Roman chuckled as he watched his sons wrestle their burden over to the wagon. "A smart one, your youngest, but he'll never have the muscles Mik does."
Thulia's brows knotted. "Maybe not but Reina's teaching him to read and write. He's learning the cards too."
Roman brushed a russet curl from her shoulder, then twisted it lightly around his finger. "And what did the cards say today, my love?"
"Reina wouldn't tell. I drew and she laid them out as usual. After she turned the first one over, she looked at it and put them away."
It was Roman's turn to frown. "What was the card?"
"I didn't see. She's been in her wagon ever since. Doing spells, she says."
"Why? I see nothing to threaten us here."
"Reina's getting old and she sees ghosts behind every tree. She says there's something in the air and that we should pack up and leave tonight."
"There's something in the air, all right. The sound of gold and I'll not go from here before I heft it in my hand."
"You don't mean...?"
"Aye, Princess. The lord of this estate will be here within the hour. He saw the black colt as we came through the gates and sent his steward to ask the price."
"The black colt. Oh, Roman. Do you really think...?"

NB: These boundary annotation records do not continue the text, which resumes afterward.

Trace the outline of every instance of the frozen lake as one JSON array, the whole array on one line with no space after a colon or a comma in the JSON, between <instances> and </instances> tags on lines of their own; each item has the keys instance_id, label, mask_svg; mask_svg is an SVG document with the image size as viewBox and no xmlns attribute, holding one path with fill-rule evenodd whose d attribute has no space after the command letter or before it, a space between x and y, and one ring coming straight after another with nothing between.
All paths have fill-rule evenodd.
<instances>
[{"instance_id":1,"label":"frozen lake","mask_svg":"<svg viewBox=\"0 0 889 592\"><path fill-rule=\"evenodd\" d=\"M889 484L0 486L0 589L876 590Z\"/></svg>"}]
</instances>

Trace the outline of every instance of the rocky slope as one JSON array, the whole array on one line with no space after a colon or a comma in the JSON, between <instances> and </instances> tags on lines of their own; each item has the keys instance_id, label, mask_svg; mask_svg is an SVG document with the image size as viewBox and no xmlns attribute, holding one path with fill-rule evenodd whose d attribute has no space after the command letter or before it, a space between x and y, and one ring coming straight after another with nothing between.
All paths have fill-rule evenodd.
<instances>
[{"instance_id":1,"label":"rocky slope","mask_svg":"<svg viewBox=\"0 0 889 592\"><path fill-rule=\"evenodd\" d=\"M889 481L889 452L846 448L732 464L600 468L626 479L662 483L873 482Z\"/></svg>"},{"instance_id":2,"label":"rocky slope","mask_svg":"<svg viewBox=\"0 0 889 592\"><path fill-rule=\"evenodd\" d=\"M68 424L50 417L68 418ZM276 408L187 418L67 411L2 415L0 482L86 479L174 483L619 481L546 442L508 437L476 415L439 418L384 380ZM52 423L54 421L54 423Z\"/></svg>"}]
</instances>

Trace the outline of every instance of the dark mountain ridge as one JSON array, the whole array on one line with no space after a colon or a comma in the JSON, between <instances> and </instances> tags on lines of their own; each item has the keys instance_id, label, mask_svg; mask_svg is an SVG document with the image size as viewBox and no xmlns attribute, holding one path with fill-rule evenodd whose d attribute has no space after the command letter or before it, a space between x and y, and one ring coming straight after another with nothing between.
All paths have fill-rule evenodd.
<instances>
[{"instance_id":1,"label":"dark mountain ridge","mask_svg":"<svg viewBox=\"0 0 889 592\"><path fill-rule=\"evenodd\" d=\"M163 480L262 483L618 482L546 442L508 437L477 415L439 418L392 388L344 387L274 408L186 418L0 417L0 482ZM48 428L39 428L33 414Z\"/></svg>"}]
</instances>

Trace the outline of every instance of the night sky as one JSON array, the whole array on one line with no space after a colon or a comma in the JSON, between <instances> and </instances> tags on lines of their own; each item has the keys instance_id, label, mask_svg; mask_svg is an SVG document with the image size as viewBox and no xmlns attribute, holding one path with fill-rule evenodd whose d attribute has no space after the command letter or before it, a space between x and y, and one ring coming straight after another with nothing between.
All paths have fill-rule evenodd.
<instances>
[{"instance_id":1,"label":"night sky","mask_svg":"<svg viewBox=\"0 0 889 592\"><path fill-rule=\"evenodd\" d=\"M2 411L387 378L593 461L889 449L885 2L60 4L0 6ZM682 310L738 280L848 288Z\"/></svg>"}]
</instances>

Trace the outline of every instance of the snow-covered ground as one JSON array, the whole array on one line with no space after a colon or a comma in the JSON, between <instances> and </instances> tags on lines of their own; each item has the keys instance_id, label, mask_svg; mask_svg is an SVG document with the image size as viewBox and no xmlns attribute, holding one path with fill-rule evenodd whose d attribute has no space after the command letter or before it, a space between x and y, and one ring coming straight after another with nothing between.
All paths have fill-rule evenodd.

"T'would set us up for the rest of the year. We could rest here for the winter without any need to seek new earnings, and by spring we should have another foal or two."
Thulia caressed her belly. "More than just a foal. You're a potent man, my king, but we have enough sons. This one will be a girl. Children, that's enough. Go wash your faces and get ready for supper."
The pair entered the camp so silently even the dogs didn't notice them. When they did, instead of barking the dogs shrank away and hid under the wagons. In their jackets and boots of gilded leather and with gauntleted gloves on their slender hands, they looked so alike Roman found it hard to determine which was the father and which the son. A pair of chilly blue eyes met his. "My steward tells me you won't deal in Synod credits."
"No, my lord. Only gold."
"I see. This horse is a gift for my son. You have the colt's provenance, I assume."
Roman whipped a document from his pocket. "Right here, my lord. His bloodline stretches directly back to the horse of the Prophet."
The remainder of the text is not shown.